3. Community engagement
Once a company has looked inward and begun the process of improvement, it must look outward into its community. Businesses must design and launch social justice events and projects aimed at leveraging organizational strengths to address issues of inequality.
For example, a community bank might sponsor a social justice-themed exhibit featuring a group of culturally diverse entrepreneurs. A local tech company might organize a social media takeover inviting employees to share civic engagement experiences, opportunities and events. A community hospital might sponsor a series of activities dedicated to improving healthcare outcomes for transgender individuals.
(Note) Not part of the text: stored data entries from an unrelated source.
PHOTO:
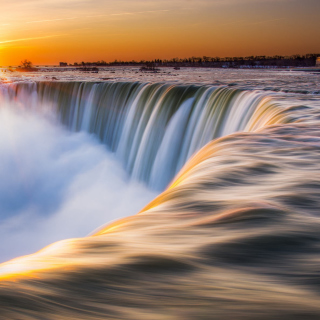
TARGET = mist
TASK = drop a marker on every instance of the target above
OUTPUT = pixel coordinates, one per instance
(55, 184)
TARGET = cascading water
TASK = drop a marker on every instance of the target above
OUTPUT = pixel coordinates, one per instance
(235, 235)
(152, 128)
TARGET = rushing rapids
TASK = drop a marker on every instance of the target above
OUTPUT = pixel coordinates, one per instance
(153, 128)
(234, 236)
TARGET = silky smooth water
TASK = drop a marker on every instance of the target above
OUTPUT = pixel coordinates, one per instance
(235, 234)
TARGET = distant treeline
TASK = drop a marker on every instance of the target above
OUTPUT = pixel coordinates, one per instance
(308, 60)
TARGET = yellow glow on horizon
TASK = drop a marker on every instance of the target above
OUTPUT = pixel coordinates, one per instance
(81, 30)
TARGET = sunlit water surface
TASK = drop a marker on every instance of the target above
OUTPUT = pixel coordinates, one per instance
(234, 236)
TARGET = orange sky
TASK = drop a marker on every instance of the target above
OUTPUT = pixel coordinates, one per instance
(49, 31)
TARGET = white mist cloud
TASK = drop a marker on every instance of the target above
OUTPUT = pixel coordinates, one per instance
(55, 184)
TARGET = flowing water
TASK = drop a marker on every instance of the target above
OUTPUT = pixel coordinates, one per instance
(234, 234)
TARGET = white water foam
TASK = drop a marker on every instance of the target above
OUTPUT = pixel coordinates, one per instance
(55, 184)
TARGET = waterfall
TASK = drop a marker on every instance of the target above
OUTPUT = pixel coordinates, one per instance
(152, 128)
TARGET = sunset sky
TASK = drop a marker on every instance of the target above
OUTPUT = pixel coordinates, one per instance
(49, 31)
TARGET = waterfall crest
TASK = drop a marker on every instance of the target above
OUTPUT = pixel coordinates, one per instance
(152, 128)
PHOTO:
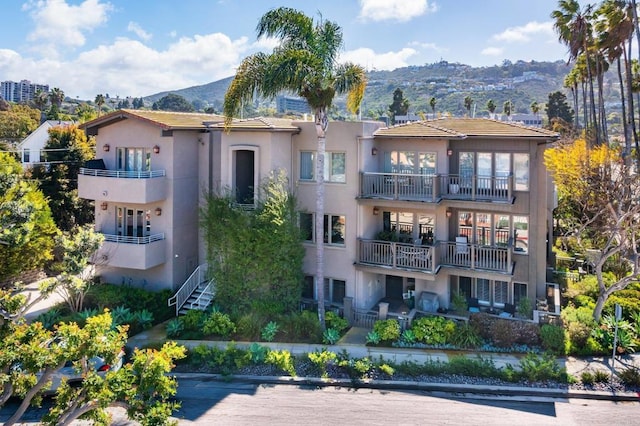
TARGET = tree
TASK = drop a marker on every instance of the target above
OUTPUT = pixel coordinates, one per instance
(432, 104)
(468, 103)
(173, 102)
(99, 101)
(491, 107)
(507, 108)
(604, 200)
(26, 226)
(78, 264)
(67, 150)
(399, 106)
(557, 107)
(303, 63)
(272, 272)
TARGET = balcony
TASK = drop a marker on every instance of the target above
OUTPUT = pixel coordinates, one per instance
(397, 255)
(134, 252)
(138, 187)
(429, 259)
(433, 188)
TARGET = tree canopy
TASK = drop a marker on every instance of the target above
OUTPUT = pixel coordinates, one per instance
(27, 228)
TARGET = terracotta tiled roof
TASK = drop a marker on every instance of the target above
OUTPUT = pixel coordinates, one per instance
(460, 128)
(168, 120)
(261, 123)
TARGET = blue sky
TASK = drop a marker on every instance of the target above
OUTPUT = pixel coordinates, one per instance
(140, 47)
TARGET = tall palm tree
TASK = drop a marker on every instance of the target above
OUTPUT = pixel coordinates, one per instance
(56, 96)
(100, 100)
(491, 106)
(573, 25)
(303, 63)
(468, 103)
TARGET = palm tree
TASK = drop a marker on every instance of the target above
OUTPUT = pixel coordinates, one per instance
(303, 63)
(468, 102)
(100, 100)
(574, 29)
(56, 96)
(491, 106)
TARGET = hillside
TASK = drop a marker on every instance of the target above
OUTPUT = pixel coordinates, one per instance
(521, 82)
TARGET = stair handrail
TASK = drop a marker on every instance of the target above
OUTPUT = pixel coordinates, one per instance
(197, 277)
(205, 291)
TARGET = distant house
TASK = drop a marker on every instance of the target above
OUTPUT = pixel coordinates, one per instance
(31, 148)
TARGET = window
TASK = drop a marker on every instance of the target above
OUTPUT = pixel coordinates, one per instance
(483, 290)
(519, 292)
(500, 292)
(134, 159)
(334, 291)
(521, 171)
(133, 222)
(306, 226)
(334, 228)
(308, 288)
(521, 234)
(334, 166)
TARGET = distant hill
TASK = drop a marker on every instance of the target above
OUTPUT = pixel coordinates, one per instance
(521, 82)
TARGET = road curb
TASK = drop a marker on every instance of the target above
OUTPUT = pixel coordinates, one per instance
(452, 388)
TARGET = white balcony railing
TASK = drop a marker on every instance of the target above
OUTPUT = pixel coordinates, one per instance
(126, 174)
(133, 240)
(432, 188)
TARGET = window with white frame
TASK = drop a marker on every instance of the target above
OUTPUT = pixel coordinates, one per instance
(334, 166)
(334, 228)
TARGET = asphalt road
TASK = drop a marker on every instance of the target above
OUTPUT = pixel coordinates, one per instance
(217, 403)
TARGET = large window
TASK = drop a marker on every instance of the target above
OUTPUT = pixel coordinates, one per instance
(493, 169)
(133, 222)
(334, 166)
(334, 228)
(334, 290)
(134, 159)
(410, 162)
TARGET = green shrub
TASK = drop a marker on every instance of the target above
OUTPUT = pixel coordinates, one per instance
(174, 328)
(269, 331)
(587, 378)
(330, 336)
(193, 320)
(257, 353)
(503, 334)
(249, 326)
(336, 322)
(466, 336)
(540, 368)
(283, 360)
(553, 338)
(388, 330)
(433, 330)
(322, 360)
(373, 338)
(630, 377)
(408, 336)
(219, 324)
(474, 367)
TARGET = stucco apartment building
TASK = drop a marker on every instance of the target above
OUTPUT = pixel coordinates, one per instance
(441, 206)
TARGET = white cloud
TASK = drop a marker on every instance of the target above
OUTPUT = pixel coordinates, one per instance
(382, 61)
(525, 32)
(492, 51)
(128, 67)
(395, 10)
(135, 28)
(59, 24)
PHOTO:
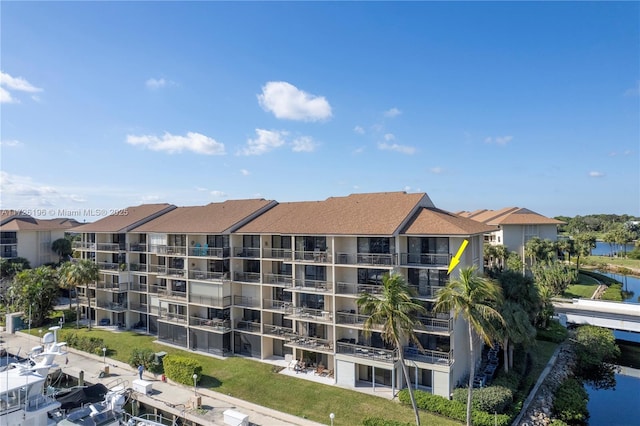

Whatever they do, companies must never underestimate their responsibility, as perceived by employees and the public, to affect change in the world around them. Globally, the majority of citizens (60%) say businesses have a critical role to play in overcoming societal challenges.
There is no one-size-fits-all approach to corporate social justice, but the three broad practices above apply to any business looking to improve. Companies (and all organizations) must look inward with honesty and openness, assess their strengths and weaknesses, provide the training and resources necessary to empower employees, engage authentically with their communities, and continually reassess their progress.
If they do, they will be on their way to achieving their social justice goals—and attracting the talent necessary to achieve their business goals, too.